Recently, I brought you live coverage at Facebook live on Mud Run Guide of the 8th Annual Medford Lakes Triathlon. Like me, you may have felt a bit of déjà vu. The scene and the people looked familiar. The beach, playground, cabana, lake, policemen directing traffic, and lots of athletes stirring around waiting to start a race. Except for this time, it wasn’t my training in my backyard. It wasn’t my annual 5Ks. This time it was something much bigger. Something that OCR athletes are starting to crossover train into. We are breaking out of our OCR extreme WODs and branching into areas like ultra-running and triathlons.

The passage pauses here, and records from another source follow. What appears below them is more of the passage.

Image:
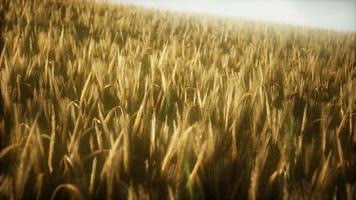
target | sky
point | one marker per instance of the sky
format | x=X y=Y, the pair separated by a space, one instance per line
x=337 y=15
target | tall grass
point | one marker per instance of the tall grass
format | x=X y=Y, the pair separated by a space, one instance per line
x=102 y=101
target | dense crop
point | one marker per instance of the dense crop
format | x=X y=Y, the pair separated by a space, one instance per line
x=104 y=101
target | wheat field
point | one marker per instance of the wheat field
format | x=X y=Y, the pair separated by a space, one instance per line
x=103 y=101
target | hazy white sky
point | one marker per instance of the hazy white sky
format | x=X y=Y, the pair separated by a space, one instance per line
x=329 y=14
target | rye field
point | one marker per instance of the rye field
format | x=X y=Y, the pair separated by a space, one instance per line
x=110 y=101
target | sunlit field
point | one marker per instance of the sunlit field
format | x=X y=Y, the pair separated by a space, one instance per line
x=104 y=101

This one is known as a triathlon sprint. Unlike the full Olympic-scale triathlon of swim 1.5K, bike 40K, and run 10K, or the Ironman swim 2.4 miles, bike 112 mile, and run 26.2 miles, the sprint is a 400m swim, 10K bike, and 2.5K run. The top athletes finish this course in just over an hour. Although I live, train, and race in my little town, I’m still not convinced I want to try a Tri.
A lot of the athletes tell me that swimming is the hardest, slowest part of the race for them. Many are unfamiliar with the dark, spring-fed waters of South Jersey. The water at the nearby river-fed Vincentown Triathlon is even darker, spooking a lot of athletes. I don’t mind the dark water having grown up with it. It’s only dark because of the decomposing cedar trees that produce tannic acid throughout the waterways of the Pinelands National Reserve in South Jersey. This natural process actually helps keep the water incredibly clean and pure.
The bike loop follows my running route when I do hill training. These 80-100 foot monsters are the biggest around so they just have to do. While not really a challenge for the biking portion, the roads do follow some very beautiful terrain. That’s one of the biggest attractions of this race. The course is gorgeous any time of year, always bringing a full complement to this race, my 5K races, and many others.
The running route is a short out-and-back along a tunnel of trees route that skirts a 100+-year-old YMCA camp and our local golf course. Runners can also catch glimpses of the historic log cabins that dot the lakeside where they swam earlier.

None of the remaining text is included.